Dear Reader,
This has been, without a doubt, a long and arduous process. After reading a book on math, I eventually settled on reading Elizabeth Kolbert’s The Sixth Extinctinon, a nonfiction book about the current wave of extinctions that could eventually qualify as a mass extinction. I chose geoengineering as my eventual topic over more structured, mathematical ideas, such as investigating the S = cAz or extinction rates over time. My reasoning for this lay in the fact that geoengineering is a complex topic that integrates both scientific and philosophical ideas, because it has so many ethical issues playing into its controversy. This made it interesting to write and think about for lengthy amounts of time, and made writing my creative pieces more than a contrived exercise, because I really didn’t want to write poetry about logarithms.
As you will see, the root of my project is the expository essay, which weighs the pros and cons of geoengineering and ends up settling on the qualification that geoengineering is too risky to be applied right now, but should be researched more as a “backup” for the future.
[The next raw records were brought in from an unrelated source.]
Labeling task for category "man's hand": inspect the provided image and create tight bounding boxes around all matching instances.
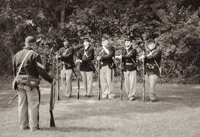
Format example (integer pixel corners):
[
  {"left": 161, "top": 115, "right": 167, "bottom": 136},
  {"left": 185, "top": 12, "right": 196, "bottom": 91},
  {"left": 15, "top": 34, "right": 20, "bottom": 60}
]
[
  {"left": 147, "top": 52, "right": 152, "bottom": 56},
  {"left": 97, "top": 56, "right": 101, "bottom": 60},
  {"left": 51, "top": 78, "right": 56, "bottom": 85},
  {"left": 76, "top": 59, "right": 82, "bottom": 63},
  {"left": 55, "top": 55, "right": 61, "bottom": 59},
  {"left": 139, "top": 55, "right": 145, "bottom": 61},
  {"left": 115, "top": 55, "right": 122, "bottom": 59}
]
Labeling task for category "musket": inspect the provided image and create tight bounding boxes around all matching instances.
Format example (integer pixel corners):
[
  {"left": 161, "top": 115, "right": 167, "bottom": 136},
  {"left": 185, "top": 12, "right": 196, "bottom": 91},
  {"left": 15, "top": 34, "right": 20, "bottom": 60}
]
[
  {"left": 76, "top": 51, "right": 80, "bottom": 99},
  {"left": 56, "top": 58, "right": 60, "bottom": 100},
  {"left": 142, "top": 50, "right": 146, "bottom": 102},
  {"left": 131, "top": 58, "right": 142, "bottom": 76},
  {"left": 72, "top": 69, "right": 80, "bottom": 99},
  {"left": 120, "top": 50, "right": 124, "bottom": 100},
  {"left": 49, "top": 53, "right": 55, "bottom": 127},
  {"left": 8, "top": 94, "right": 18, "bottom": 104},
  {"left": 97, "top": 50, "right": 103, "bottom": 100}
]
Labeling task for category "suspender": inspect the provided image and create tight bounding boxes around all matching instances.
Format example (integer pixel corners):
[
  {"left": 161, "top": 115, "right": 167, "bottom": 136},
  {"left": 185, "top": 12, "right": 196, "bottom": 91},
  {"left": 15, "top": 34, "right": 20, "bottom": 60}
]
[{"left": 16, "top": 50, "right": 32, "bottom": 77}]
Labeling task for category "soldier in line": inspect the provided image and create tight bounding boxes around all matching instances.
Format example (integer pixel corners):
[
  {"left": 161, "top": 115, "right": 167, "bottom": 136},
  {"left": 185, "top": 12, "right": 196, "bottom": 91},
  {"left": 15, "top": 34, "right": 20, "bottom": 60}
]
[
  {"left": 57, "top": 39, "right": 74, "bottom": 98},
  {"left": 115, "top": 38, "right": 137, "bottom": 101},
  {"left": 76, "top": 37, "right": 95, "bottom": 97},
  {"left": 139, "top": 39, "right": 162, "bottom": 102},
  {"left": 13, "top": 36, "right": 55, "bottom": 131},
  {"left": 97, "top": 36, "right": 115, "bottom": 99}
]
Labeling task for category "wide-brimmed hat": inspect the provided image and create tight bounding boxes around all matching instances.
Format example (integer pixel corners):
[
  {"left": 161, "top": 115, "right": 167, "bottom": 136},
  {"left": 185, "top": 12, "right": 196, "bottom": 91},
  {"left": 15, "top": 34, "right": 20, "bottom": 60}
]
[{"left": 25, "top": 36, "right": 36, "bottom": 43}]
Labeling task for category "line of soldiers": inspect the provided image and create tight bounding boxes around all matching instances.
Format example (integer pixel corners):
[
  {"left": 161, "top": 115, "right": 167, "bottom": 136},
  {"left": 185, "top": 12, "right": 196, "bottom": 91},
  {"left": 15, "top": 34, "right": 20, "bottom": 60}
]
[
  {"left": 13, "top": 36, "right": 161, "bottom": 131},
  {"left": 57, "top": 36, "right": 162, "bottom": 102}
]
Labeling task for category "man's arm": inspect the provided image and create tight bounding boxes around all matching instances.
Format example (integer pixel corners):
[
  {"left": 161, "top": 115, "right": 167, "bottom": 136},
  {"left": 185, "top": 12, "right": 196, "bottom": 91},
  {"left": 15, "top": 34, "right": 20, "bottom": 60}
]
[
  {"left": 145, "top": 50, "right": 162, "bottom": 59},
  {"left": 122, "top": 49, "right": 136, "bottom": 59},
  {"left": 35, "top": 55, "right": 53, "bottom": 83},
  {"left": 82, "top": 48, "right": 94, "bottom": 63},
  {"left": 101, "top": 47, "right": 115, "bottom": 60},
  {"left": 60, "top": 47, "right": 74, "bottom": 62}
]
In writing the essay, I focused on solar radiation management through silicates, creating reflective silicon dioxide, because this is by far the most viable and written about method of geoengineering.
My “golden thread” begins with structure. As I was writing the expository essay, I blanched at the fact that I had to waste so much of my limited space writing background on the issue and not dealing with the abstract nuances of weighing it, which are what I believe to make geoengineering such a cool controversy. In weighing the pros and cons, a ton of abstract ideas “speak” to one another, which informed the creative pieces I wrote. Therefore, my first 3 genres, entitled “Ideology,” “Complexity,” and “Pragmatism,” are inserted into the expository essay in spots that balance a break in the text, so as not to interrupt the flow of the essay, and parts that need some more clarification of these major topics. These are italicized to ensure that they aren’t confused with the essay. “Complexity” takes the form of a fictional speech. “Pragmatism” is a set of three haikus, economizing words and space well. “Ideology” is a characterization as inspired by Ruth Gendler’s Book of Qualities.
Because I wanted to refer to the connections between these abstract ideas, the trio of ideas are mentioned throughout each other’s features, trying to demonstrate how ideology is at odds with complexity and pragmatism, etc. To further this idea of the interconnected nature of the abstractions in relation to geoengineering, my final piece, a fictional article from The Economist, relates these three ideas in a more direct way to geoengineering.
If I’ve succeeded in this project, you should expect two things: to learn a little bit about geoengineering and to think about the abstract roots of the controversy.